A recent editorial on the website of Voice of America reflected on last year being one in which the United States solidified relations with the five former Soviet republics in Central Asia: Kazakhstan, Kyrgyzstan, Tajikistan, Turkmenistan and Uzbekistan.
The VOA feature mentioned above cited a speech by U.S. Assistant Secretary for South and Central Asian Affairs Robert O. Blake, Jr., who two years ago succeeded Richard Boucher in that role.
The speech, delivered at the James A. Baker III Institute for Public Policy at Rice University in Houston, Texas was titled “The Obama Administration’ s Priorities in South and Central Asia.”

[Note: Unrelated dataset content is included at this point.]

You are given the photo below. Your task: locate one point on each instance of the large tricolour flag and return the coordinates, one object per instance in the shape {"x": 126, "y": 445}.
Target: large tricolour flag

Shorn of superfluous banter and obligatory diplomatese, his address accentuated American geopolitical designs in an area which Blake highlighted as being of vitally important interest to Washington:
“Central Asia lies at a critical strategic crossroads, bordering Afghanistan, China, Russia and Iran, which is why the United States wants to continue to expand our engagement and our cooperation with this critical region.”
Since the end of the Cold War and the demise of the Soviet Union, Central Asia (with the Caspian Sea Basin on its western flank) has been the chessboard on which intensified international strategic positioning has occurred. It may be transformed into a battleground of conflicting 21st century geopolitical interests.